Lei 10.406/2002 – Acesso em 02/03/2026
O Artigo 1.262 do Código Civil de 2002 estabelece uma importante remissão normativa, determinando a aplicação subsidiária dos artigos 1.243 e 1.244 à usucapião de coisas móveis. Essa disposição é crucial para a compreensão do instituto, uma vez que a usucapião de bens móveis possui requisitos específicos (Arts. 1.260 e 1.261 do CC), mas se beneficia da clareza e da sistematicidade das normas da usucapião imobiliária em pontos complementares. A remissão evita lacunas e garante uma interpretação coesa do sistema jurídico.
A aplicação do Art. 1.243, por exemplo, permite a soma de posses para fins de usucapião de bens móveis, desde que as posses sejam contínuas e pacíficas, e que o possuidor atual tenha justo título. Essa possibilidade é fundamental em casos de sucessão na posse, seja por ato inter vivos ou causa mortis, ampliando as chances de configuração do direito. Já o Art. 1.244, ao prever a aplicação das causas que obstam, suspendem ou interrompem a prescrição à usucapião, reforça a natureza prescritiva aquisitiva do instituto, alinhando-o às regras gerais do direito civil.

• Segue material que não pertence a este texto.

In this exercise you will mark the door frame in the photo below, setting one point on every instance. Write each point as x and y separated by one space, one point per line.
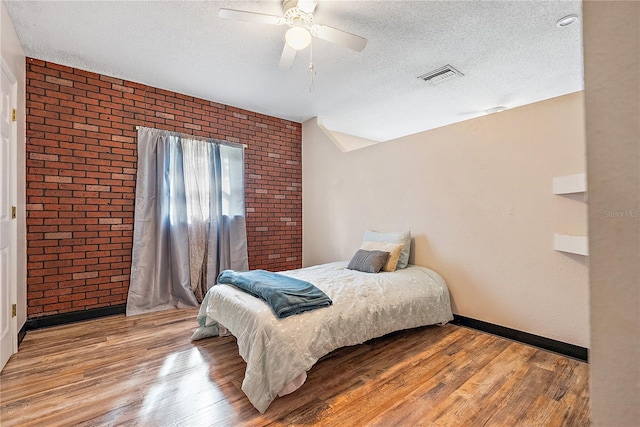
13 181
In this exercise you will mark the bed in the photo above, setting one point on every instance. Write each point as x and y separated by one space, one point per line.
279 352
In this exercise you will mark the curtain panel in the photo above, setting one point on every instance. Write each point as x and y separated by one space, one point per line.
189 219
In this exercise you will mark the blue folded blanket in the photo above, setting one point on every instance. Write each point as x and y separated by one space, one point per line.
285 295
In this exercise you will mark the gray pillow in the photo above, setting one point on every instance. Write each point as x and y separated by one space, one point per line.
403 237
368 261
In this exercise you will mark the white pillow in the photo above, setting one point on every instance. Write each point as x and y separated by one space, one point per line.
393 249
403 237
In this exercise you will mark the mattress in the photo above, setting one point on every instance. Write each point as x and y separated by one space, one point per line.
279 352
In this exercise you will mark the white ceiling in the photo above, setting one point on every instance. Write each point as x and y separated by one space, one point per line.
510 52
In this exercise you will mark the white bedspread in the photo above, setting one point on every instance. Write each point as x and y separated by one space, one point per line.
365 306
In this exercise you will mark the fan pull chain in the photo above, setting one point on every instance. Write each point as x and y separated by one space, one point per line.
312 68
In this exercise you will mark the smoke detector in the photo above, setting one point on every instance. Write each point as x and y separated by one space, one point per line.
441 75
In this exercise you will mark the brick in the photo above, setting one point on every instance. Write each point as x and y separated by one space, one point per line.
82 159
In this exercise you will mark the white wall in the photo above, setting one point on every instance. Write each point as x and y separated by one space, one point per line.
477 197
612 95
14 58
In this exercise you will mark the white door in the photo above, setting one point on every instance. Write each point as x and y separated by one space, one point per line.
8 336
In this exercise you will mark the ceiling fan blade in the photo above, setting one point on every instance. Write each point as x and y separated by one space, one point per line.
286 60
340 37
307 6
241 15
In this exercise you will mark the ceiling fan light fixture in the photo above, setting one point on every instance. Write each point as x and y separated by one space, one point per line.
298 37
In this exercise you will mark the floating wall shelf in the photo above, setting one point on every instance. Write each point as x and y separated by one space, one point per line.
571 244
570 184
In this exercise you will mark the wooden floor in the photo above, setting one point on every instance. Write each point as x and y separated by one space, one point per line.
144 371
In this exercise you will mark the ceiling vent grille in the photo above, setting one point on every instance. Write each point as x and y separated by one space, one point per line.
441 75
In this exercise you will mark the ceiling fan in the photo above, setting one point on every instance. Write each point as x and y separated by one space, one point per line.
298 15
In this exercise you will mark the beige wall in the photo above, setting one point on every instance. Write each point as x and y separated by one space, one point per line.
477 197
612 95
14 58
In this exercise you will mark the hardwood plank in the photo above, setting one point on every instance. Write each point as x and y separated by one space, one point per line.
143 370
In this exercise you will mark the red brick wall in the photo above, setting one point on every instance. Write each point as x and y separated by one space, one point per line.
81 171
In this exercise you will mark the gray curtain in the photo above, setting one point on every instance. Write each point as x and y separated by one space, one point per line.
189 219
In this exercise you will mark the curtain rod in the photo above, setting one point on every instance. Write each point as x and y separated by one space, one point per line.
243 145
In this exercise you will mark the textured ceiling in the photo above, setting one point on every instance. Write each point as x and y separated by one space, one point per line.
510 52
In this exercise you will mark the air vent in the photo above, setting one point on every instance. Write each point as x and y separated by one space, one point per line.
441 75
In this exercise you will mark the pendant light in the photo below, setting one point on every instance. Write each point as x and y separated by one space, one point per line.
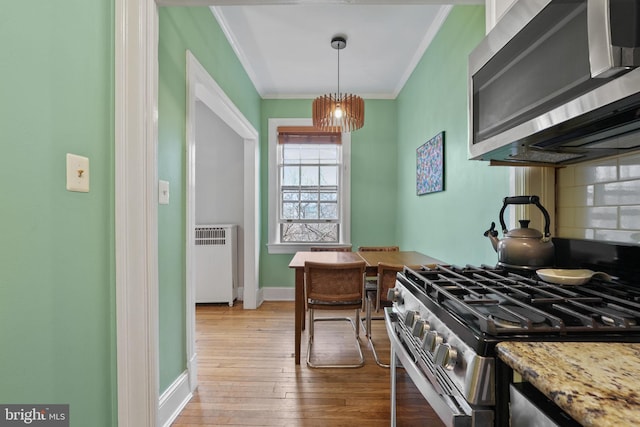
338 112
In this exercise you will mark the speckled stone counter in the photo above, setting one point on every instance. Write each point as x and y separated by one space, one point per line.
598 384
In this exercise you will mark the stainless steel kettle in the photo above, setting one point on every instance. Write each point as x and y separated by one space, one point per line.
524 247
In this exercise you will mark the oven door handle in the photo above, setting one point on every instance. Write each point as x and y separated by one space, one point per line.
451 411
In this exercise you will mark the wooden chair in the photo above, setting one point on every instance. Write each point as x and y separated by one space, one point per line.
330 248
386 280
334 286
371 282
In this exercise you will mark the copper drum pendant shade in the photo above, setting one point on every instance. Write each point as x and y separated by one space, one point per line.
338 112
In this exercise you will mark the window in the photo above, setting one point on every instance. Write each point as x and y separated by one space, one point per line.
308 187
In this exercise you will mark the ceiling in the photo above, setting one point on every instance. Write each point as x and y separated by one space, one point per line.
285 45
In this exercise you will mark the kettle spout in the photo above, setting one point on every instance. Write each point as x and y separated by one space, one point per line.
492 234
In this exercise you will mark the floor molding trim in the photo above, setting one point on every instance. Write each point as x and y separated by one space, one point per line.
173 400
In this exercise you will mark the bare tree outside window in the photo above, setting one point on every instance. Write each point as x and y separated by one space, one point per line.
309 192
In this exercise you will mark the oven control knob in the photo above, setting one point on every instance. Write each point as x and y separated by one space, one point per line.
420 328
446 356
431 341
393 295
411 318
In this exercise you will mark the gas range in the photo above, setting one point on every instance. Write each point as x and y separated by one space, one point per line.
445 322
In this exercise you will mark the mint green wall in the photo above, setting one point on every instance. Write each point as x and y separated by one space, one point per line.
447 225
373 181
182 29
57 286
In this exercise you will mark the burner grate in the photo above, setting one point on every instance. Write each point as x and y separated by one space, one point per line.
500 302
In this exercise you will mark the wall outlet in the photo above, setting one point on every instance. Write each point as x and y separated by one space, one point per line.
163 192
77 173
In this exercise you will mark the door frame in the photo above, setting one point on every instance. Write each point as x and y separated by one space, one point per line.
136 216
202 87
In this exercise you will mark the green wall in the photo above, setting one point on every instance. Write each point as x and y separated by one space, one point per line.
447 225
373 181
57 285
182 29
57 275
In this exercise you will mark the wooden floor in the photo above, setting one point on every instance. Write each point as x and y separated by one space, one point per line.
247 375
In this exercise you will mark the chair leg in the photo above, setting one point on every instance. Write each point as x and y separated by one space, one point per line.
368 315
354 325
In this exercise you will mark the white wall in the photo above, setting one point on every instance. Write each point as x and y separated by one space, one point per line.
219 175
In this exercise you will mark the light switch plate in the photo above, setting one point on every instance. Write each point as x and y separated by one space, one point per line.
163 192
77 173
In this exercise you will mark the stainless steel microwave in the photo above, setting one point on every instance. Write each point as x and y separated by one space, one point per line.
556 82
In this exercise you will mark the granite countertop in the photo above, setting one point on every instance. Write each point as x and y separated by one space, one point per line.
598 384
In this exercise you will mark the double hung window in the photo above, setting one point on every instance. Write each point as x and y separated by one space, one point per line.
308 206
309 187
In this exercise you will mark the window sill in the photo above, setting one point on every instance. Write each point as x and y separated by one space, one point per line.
292 248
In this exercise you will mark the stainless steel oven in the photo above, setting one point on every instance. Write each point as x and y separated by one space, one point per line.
445 323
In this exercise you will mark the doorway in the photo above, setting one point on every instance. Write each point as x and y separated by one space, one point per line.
205 99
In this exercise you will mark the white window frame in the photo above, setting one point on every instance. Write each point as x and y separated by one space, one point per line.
274 245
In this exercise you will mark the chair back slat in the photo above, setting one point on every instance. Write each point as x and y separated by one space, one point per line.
378 249
387 278
334 282
330 248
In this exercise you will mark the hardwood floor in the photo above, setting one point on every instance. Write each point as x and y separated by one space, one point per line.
247 375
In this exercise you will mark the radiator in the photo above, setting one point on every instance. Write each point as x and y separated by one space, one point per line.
216 264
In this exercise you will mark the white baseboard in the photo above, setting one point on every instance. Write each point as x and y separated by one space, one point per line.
278 294
173 400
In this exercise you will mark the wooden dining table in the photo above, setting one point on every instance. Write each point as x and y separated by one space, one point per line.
409 258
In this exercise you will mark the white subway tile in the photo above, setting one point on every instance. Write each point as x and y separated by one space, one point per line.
629 166
601 171
597 217
618 193
618 236
566 217
574 233
630 217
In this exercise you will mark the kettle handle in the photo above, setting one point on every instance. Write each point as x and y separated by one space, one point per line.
525 200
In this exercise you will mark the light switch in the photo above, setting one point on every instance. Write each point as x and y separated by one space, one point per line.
77 173
163 192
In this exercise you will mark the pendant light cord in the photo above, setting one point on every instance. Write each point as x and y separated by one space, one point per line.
338 72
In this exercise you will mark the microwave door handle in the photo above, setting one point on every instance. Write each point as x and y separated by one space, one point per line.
604 58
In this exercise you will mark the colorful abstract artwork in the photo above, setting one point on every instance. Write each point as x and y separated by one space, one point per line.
430 166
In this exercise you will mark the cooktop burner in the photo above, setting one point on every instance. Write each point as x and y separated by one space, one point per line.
498 302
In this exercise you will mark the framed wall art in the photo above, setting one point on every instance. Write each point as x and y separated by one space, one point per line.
430 166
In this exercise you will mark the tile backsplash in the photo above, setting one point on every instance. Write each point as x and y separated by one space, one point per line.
600 200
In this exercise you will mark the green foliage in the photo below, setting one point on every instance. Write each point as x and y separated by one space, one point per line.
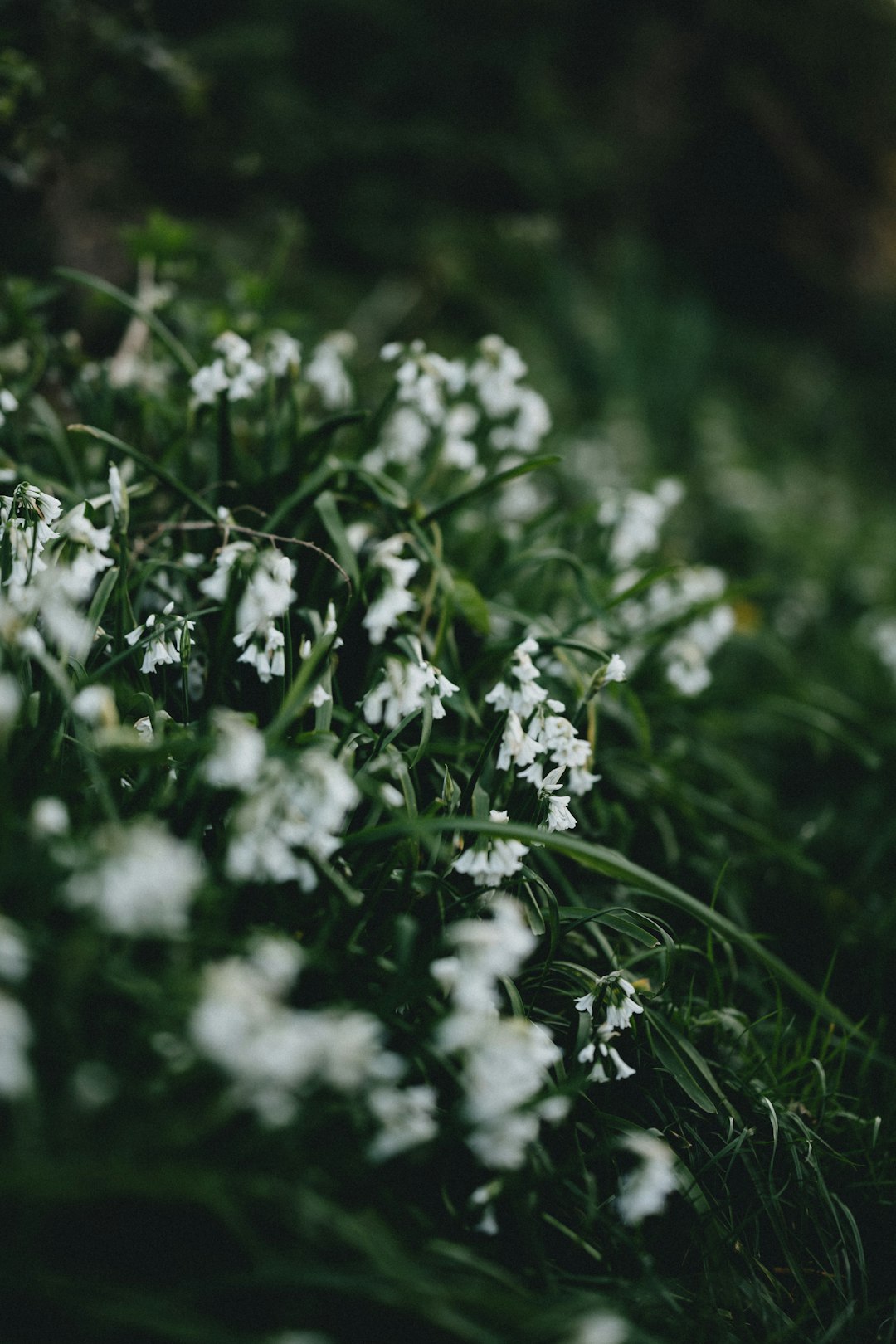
324 1011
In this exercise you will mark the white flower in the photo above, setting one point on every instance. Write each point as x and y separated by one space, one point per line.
284 353
395 695
268 594
218 583
299 808
518 746
395 600
406 1118
117 494
10 702
15 1038
616 670
165 645
14 952
26 518
8 405
496 859
564 747
645 1190
266 652
617 995
139 879
599 1328
49 817
384 613
271 1051
403 438
402 691
325 370
236 373
95 704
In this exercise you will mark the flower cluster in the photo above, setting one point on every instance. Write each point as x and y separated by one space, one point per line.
505 1059
448 405
275 1054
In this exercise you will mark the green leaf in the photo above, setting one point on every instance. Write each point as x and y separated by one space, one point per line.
148 465
470 604
687 1064
331 518
101 597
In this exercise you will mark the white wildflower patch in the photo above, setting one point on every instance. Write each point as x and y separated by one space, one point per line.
496 375
137 878
160 637
599 1328
234 375
26 527
290 811
238 753
663 606
505 1059
403 689
645 1190
14 952
635 518
616 995
492 860
327 373
8 403
49 816
275 1054
284 353
394 600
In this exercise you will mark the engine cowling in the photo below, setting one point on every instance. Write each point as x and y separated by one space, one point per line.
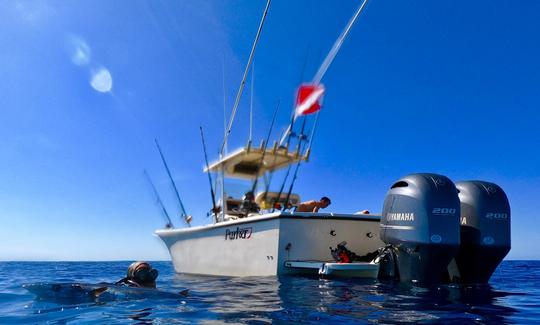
485 231
420 224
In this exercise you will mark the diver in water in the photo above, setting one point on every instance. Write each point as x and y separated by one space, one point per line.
140 283
140 275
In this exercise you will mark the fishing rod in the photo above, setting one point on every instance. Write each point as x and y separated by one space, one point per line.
158 200
300 138
184 215
209 176
299 161
242 84
266 145
288 133
337 45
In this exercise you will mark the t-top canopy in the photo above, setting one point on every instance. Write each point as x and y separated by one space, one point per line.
252 162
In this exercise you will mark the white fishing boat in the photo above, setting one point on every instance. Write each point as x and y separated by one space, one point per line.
430 230
264 243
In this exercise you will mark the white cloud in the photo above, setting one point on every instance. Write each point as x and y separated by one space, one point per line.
101 80
79 50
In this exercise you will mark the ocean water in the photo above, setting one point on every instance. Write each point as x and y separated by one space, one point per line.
513 297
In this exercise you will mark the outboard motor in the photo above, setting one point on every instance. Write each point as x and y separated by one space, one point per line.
420 225
485 231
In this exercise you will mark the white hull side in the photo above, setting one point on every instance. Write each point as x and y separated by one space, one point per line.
206 250
311 237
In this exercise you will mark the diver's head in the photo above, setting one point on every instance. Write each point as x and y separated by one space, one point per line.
142 274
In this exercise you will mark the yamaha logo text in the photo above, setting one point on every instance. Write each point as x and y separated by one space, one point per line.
400 216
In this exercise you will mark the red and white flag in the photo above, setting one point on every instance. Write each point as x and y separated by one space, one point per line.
308 99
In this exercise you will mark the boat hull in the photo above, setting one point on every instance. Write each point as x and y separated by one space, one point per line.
260 245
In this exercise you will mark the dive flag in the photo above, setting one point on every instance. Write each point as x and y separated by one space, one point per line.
308 99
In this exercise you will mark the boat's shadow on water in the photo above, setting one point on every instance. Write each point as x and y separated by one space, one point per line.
287 299
312 299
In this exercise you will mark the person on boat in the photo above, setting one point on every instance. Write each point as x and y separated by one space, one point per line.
314 206
248 203
141 275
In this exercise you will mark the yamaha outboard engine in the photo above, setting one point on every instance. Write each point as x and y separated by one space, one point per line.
420 225
485 231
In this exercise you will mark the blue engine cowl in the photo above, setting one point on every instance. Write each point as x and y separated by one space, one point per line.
420 225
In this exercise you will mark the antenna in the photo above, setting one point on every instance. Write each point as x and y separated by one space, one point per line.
251 105
224 101
241 88
158 200
187 218
209 176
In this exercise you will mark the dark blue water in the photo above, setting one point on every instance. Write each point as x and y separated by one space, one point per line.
513 296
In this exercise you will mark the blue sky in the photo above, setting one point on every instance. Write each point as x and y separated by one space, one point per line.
449 87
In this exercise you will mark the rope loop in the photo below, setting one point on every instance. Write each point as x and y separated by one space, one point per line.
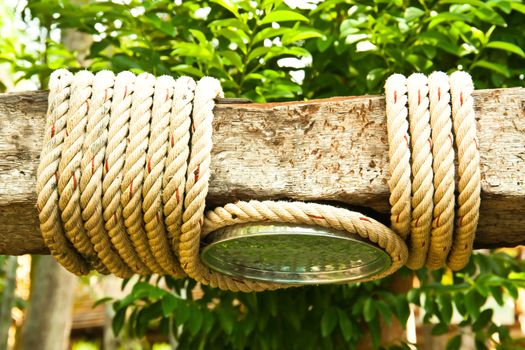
124 171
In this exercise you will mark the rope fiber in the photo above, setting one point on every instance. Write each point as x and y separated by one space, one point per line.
125 165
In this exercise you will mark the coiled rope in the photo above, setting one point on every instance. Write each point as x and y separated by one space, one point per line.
125 165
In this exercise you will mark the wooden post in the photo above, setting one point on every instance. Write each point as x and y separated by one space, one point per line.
322 150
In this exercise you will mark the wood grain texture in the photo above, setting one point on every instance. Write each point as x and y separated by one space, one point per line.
323 150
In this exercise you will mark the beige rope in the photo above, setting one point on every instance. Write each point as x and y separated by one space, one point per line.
469 184
399 154
135 160
47 175
93 152
422 182
198 174
69 169
131 191
174 180
114 171
153 175
443 154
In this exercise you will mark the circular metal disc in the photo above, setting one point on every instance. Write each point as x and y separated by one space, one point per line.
293 254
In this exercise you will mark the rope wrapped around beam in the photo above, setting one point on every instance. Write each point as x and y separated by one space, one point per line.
125 165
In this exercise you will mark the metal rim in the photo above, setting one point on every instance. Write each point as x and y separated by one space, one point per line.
292 254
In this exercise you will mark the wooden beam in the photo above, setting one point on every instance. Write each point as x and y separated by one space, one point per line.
324 150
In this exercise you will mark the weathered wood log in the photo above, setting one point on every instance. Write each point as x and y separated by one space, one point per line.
324 150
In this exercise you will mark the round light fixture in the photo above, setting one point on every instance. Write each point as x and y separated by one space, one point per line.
292 254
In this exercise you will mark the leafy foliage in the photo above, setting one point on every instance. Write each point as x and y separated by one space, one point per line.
268 50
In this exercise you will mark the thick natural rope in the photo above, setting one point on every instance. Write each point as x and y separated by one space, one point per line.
422 182
174 179
118 130
69 168
135 160
153 175
47 176
399 154
443 167
131 191
469 184
93 152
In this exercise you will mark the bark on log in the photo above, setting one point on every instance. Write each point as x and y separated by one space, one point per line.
324 150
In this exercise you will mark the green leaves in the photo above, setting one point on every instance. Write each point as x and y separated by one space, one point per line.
329 321
283 16
505 46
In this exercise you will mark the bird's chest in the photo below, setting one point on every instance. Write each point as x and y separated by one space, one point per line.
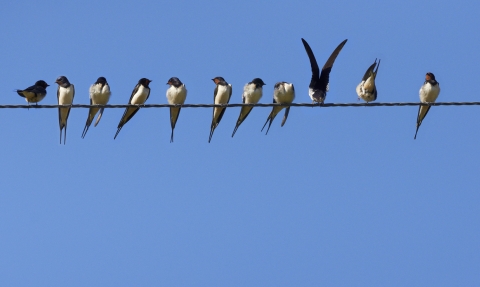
222 95
100 97
252 96
65 95
140 96
176 95
429 93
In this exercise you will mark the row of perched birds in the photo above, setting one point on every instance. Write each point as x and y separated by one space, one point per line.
284 93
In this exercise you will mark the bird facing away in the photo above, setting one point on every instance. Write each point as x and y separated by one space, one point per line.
221 95
428 94
367 90
319 84
65 95
252 93
35 93
99 95
283 93
176 95
139 96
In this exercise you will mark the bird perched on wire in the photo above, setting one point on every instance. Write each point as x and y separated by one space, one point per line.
139 96
65 95
367 89
221 95
176 95
35 93
319 84
428 94
283 93
252 93
99 95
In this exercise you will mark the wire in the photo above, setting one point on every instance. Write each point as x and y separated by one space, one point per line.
327 105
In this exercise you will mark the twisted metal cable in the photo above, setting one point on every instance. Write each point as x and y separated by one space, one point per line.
326 105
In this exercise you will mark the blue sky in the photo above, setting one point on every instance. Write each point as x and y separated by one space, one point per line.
336 197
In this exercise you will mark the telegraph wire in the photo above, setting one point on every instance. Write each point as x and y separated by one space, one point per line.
261 105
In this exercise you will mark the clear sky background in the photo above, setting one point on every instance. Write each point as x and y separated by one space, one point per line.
336 197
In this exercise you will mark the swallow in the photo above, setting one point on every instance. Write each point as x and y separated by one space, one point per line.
65 95
252 93
176 95
35 93
428 94
221 95
367 90
99 95
283 93
139 96
318 88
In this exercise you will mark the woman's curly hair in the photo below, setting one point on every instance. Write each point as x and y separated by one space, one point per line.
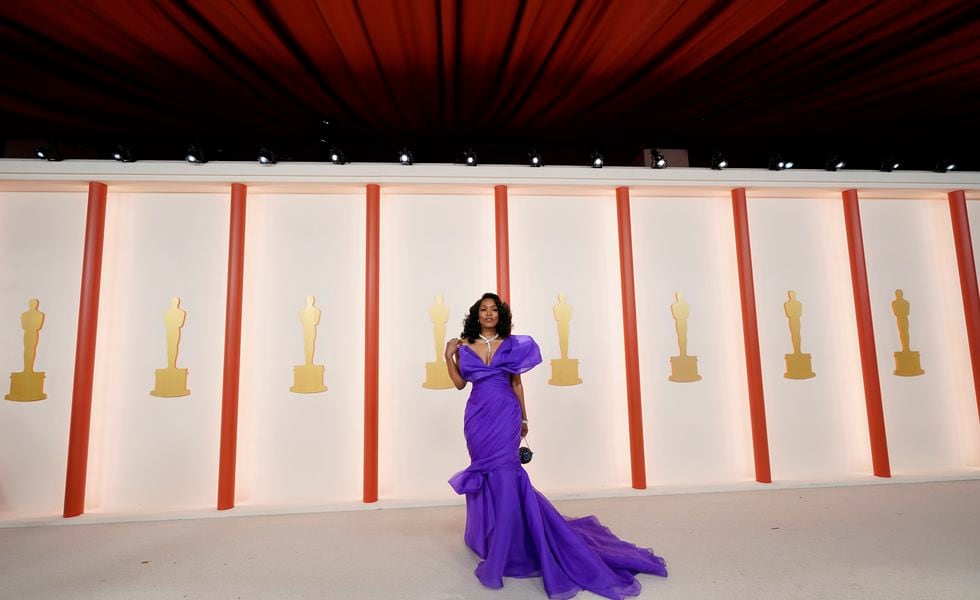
471 324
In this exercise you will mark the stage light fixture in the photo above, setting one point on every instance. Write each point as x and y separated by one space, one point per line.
49 152
718 161
469 158
337 156
267 156
833 163
657 160
889 164
122 153
778 163
195 155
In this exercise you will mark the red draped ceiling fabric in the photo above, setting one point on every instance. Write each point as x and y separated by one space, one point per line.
724 67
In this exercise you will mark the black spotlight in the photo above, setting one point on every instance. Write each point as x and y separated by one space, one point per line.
657 160
778 163
469 158
49 152
889 164
943 166
195 155
267 156
337 156
833 163
718 161
122 153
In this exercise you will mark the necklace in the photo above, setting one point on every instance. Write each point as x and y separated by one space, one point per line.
488 340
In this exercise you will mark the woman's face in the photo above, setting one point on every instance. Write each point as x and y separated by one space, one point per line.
488 314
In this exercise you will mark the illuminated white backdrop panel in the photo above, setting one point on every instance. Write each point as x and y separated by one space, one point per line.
909 245
817 427
430 244
696 432
149 453
569 244
302 448
41 238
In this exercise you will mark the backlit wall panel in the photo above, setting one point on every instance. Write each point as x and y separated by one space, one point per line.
41 237
931 419
569 244
694 432
149 453
302 448
430 244
817 427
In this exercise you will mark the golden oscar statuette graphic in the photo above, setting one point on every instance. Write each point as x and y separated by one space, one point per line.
906 361
172 382
308 377
564 370
798 365
28 385
436 372
683 368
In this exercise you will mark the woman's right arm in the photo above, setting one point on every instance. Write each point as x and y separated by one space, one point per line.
452 354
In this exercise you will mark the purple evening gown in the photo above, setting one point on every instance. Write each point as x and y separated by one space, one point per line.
510 525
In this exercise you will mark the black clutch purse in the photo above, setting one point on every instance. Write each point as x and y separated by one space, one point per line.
525 453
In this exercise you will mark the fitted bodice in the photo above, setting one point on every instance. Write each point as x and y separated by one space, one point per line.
516 354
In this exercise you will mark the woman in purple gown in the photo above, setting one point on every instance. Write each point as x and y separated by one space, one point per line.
510 525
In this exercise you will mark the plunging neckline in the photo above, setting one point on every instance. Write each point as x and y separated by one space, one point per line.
496 352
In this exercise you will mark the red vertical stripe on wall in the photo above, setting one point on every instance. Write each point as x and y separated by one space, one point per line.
88 321
750 332
968 281
866 334
503 245
371 316
233 347
633 401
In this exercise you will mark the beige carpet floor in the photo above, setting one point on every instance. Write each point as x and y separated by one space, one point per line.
901 541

Na prática advocatícia, a interpretação do Art. 1.262 exige atenção redobrada aos prazos e às condições da posse. A contagem do prazo de usucapião de bens móveis (3 ou 5 anos, a depender da boa-fé e justo título) pode ser complexa, especialmente quando há sucessão de posses. Conforme análises realizadas pelo sistema de inteligência artificial jurídica Redizz, que mapeia a legislação brasileira, a jurisprudência tem consolidado o entendimento de que a interrupção da prescrição, por exemplo, por citação em ação possessória ou reivindicatória, afeta diretamente o cômputo do lapso temporal para a aquisição da propriedade. A doutrina majoritária, como a de Francisco Amaral, reforça a necessidade de análise individualizada de cada caso, considerando as particularidades da posse e as eventuais causas impeditivas ou suspensivas.
As implicações práticas para advogados incluem a necessidade de investigar minuciosamente a cadeia possessória e a existência de eventuais atos que possam ter obstado ou interrompido o prazo. A prova da posse mansa, pacífica e ininterrupta, com animus domini, é o cerne da demanda, e a aplicação subsidiária dos artigos 1.243 e 1.244 fornece ferramentas processuais e materiais para a construção de uma tese sólida, seja para pleitear a usucapião ou para contestá-la. A correta aplicação desses dispositivos é crucial para o sucesso em ações de usucapião de bens móveis, como veículos, obras de arte ou joias.